3. SystemC Tutorial - Delta Cycles & Event-Driven Semantics

Introduction

"Why doesn't my output update immediately after I write a signal?"

This is the single most common question from engineers who are new to SystemC. You call sig_in.write(true), you immediately read sig_out.read(), and you get the old value back. You add a sc_start(SC_ZERO_TIME) call. Now the first stage updates — but the second stage is still wrong. You add another sc_start(SC_ZERO_TIME). Now everything looks correct, but you're not sure why, and you're worried you're masking a bug rather than understanding the model.

The answer is delta cycles — and understanding them is not optional. It is the foundation of every multi-process simulation you will ever write in SystemC.

Delta cycles exist because SystemC uses the same evaluate-update model as real hardware. In silicon, a signal driven by one flip-flop does not arrive at the next flip-flop instantaneously — it propagates through wires and combinational logic over a finite (if tiny) time. In a simulator, zero-time propagation through multiple stages still requires an ordering mechanism. If stage 1 writes a signal and stage 2 reads that signal in the same instant, which process runs first?

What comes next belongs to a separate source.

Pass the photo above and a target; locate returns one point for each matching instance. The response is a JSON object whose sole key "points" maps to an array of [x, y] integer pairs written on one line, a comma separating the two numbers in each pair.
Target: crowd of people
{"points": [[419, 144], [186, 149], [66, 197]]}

The evaluate-update model answers this by separating the act of computing a new value (evaluate phase) from the act of making that value visible to other processes (update phase). A delta cycle is one pass through that pair of phases.

This is not a SystemC quirk. Every hardware simulator you have used — ModelSim, VCS, Xcelium, Questa, Verilator — uses exactly this model. The IEEE 1364 Verilog standard defines it. The IEEE 1800 SystemVerilog standard defines it. IEEE 1666 (SystemC) defines it. They all converge on the same evaluate-update loop because they are all modeling the same physical reality.

Consider the forwarding logic in a real RISC-V pipeline. When the EX stage computes a result and the MEM stage needs that value in the same clock cycle, the forwarding path must propagate through several levels of combinational logic — a multiplexer, a comparator, routing wires — before settling at the MEM stage input. In silicon this takes maybe 200–400ps. In a simulator it takes delta cycles: each level of logic that re-evaluates is one delta. The simulator produces the correct stable value before it advances the clock, just as silicon produces the correct stable value before the next clock edge samples it.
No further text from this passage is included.